The other thing that you’ll also want to consider when you are in transition and coping with transition is to set small goals. Transitions are not easy sometimes, and if you are doing a major transition, setting small goals early on will help you manage stress. So for example, my husband and I, when we decided we were going to move across the country, we started working on selling our stuff and getting rid of our stuff months and months and months in advance. This helped us with that transition.

Now sometimes we might have an unexpected transition where we can’t plan months and months in advance for, but you can still set small goals along the way. So if you know, hey, I’m going to be going through this transition, you can go, what is one small goal I can obtain within the next hour? What is one small goal that I can obtain today? What is one small goal I can obtain this week? It just depends on what type of transition it is. But looking at your goals and setting small obtainable goals throughout the day and throughout the week is really important with the transition.

The other thing you want to consider when you are going through transition and coping with transition is self-compassion. Now, self-compassion is something that we want to give ourselves on a daily basis. But there are some moments in time when we are going through things where self-compassion is absolutely key. And it is okay if you are in mourning. It is okay that you can admit that you’re in mourning as well. It’s okay if you’re sad or you’re angry or frustrated or upset. I remember reading some posts on social media during the pandemic and a girl that I went to high school where she posted how sad she was that State Fair wasn’t happening, that she couldn’t go to the State Fair. It was something that she thoroughly enjoyed doing and she was so sad about it.

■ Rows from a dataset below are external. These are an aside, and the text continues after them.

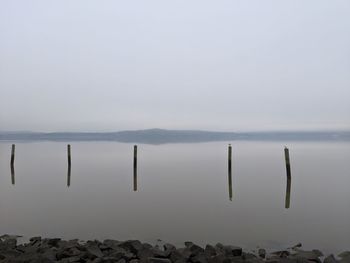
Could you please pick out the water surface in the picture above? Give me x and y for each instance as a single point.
(183, 193)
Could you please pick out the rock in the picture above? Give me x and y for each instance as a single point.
(345, 257)
(132, 245)
(158, 260)
(247, 256)
(232, 251)
(309, 255)
(168, 248)
(113, 244)
(220, 258)
(52, 242)
(93, 250)
(118, 253)
(34, 240)
(201, 258)
(209, 251)
(262, 253)
(179, 255)
(330, 259)
(195, 250)
(281, 254)
(144, 254)
(188, 243)
(297, 246)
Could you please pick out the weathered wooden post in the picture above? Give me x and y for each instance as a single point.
(135, 167)
(13, 174)
(68, 175)
(13, 155)
(289, 177)
(286, 156)
(289, 182)
(229, 157)
(69, 155)
(230, 171)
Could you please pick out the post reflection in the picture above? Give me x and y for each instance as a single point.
(289, 177)
(289, 182)
(230, 184)
(68, 175)
(230, 171)
(13, 174)
(135, 179)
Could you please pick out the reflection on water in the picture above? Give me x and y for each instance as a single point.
(135, 167)
(13, 174)
(183, 195)
(230, 171)
(289, 177)
(68, 175)
(289, 181)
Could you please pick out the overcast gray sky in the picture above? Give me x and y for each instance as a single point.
(220, 65)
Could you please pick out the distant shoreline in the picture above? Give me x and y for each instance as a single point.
(160, 136)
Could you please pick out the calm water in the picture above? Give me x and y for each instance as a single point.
(182, 193)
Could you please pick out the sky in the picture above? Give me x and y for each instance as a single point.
(235, 65)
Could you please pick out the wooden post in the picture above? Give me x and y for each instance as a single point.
(69, 155)
(289, 182)
(135, 179)
(229, 157)
(13, 174)
(286, 156)
(13, 155)
(230, 171)
(68, 175)
(135, 156)
(289, 177)
(135, 167)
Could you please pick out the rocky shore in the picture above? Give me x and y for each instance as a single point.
(47, 250)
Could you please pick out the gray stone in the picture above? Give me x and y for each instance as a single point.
(330, 259)
(132, 245)
(209, 251)
(262, 253)
(201, 258)
(232, 251)
(178, 255)
(94, 250)
(158, 260)
(195, 249)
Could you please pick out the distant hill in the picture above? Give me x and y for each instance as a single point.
(159, 136)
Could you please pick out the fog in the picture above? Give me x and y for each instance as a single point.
(216, 65)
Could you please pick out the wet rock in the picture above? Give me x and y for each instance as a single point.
(118, 253)
(168, 248)
(345, 257)
(113, 244)
(34, 240)
(178, 255)
(220, 258)
(247, 256)
(158, 260)
(299, 245)
(201, 258)
(232, 251)
(93, 250)
(209, 251)
(309, 255)
(281, 254)
(330, 259)
(195, 250)
(132, 245)
(262, 253)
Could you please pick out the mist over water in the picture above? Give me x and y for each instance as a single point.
(182, 193)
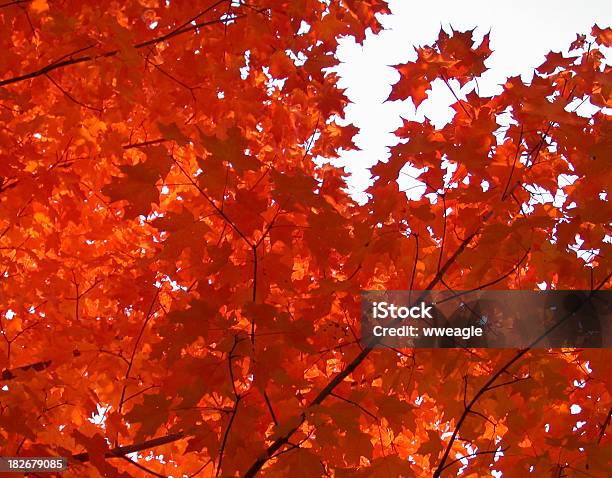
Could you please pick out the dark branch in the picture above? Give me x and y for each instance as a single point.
(120, 451)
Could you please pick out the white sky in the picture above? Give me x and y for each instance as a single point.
(522, 32)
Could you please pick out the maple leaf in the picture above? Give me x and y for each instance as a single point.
(223, 332)
(138, 186)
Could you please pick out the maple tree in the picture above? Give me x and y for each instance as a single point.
(180, 278)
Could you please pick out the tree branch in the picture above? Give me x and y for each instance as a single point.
(120, 451)
(87, 58)
(489, 384)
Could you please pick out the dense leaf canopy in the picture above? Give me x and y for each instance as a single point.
(180, 274)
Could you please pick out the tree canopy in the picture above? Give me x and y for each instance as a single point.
(180, 273)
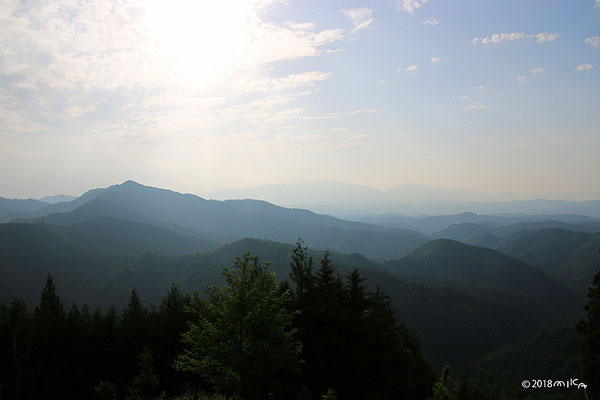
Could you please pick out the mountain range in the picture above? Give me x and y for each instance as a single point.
(478, 282)
(353, 201)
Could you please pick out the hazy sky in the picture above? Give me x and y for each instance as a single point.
(492, 96)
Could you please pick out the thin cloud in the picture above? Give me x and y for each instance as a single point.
(536, 70)
(515, 36)
(593, 40)
(302, 26)
(476, 106)
(545, 37)
(410, 5)
(298, 80)
(361, 17)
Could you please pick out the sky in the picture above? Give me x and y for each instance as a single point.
(491, 96)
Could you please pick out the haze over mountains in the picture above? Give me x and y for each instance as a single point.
(351, 200)
(476, 281)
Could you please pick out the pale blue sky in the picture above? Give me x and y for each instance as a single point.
(490, 96)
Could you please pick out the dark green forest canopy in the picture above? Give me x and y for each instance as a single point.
(344, 330)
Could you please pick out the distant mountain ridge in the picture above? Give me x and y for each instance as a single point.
(351, 200)
(472, 321)
(226, 221)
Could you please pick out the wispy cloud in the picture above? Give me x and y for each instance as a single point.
(361, 17)
(431, 21)
(410, 5)
(513, 36)
(302, 26)
(536, 70)
(593, 40)
(299, 80)
(545, 37)
(475, 106)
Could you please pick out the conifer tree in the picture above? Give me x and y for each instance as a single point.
(49, 324)
(242, 341)
(590, 329)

Was her sadness as big of a deal as what was going on? Some would say no, but it still means that she was sad, that sadness was there. It’s okay that she was sad. You know what, it was really healthy that she admitted it, that she was sad about it. Because there are times in life when things are going to happen where we don’t really have control over the transition. But what we do have is the ability to acknowledge how we’re feeling and then give ourselves some compassion and lean into community so that we can feel supported and feel seen, so we can allow ourselves to feel better and to start the healing process.

It is okay if you grieve. It’s okay if you’re sad because you will make it through it, I promise you. Transitions are always going to be happening and it’s how we respond to the transition. And we want to respond in a healthy way and acknowledging sadness is going to be a part of that if you are experiencing it. Transitions are also a great opportunity for us to grow, change, growth happens outside of our comfort zone and transitions can be really hard sometimes while we’re experiencing all the changes. So be kind, and compassionate with yourself, and celebrate that something beautiful will always come from the transition.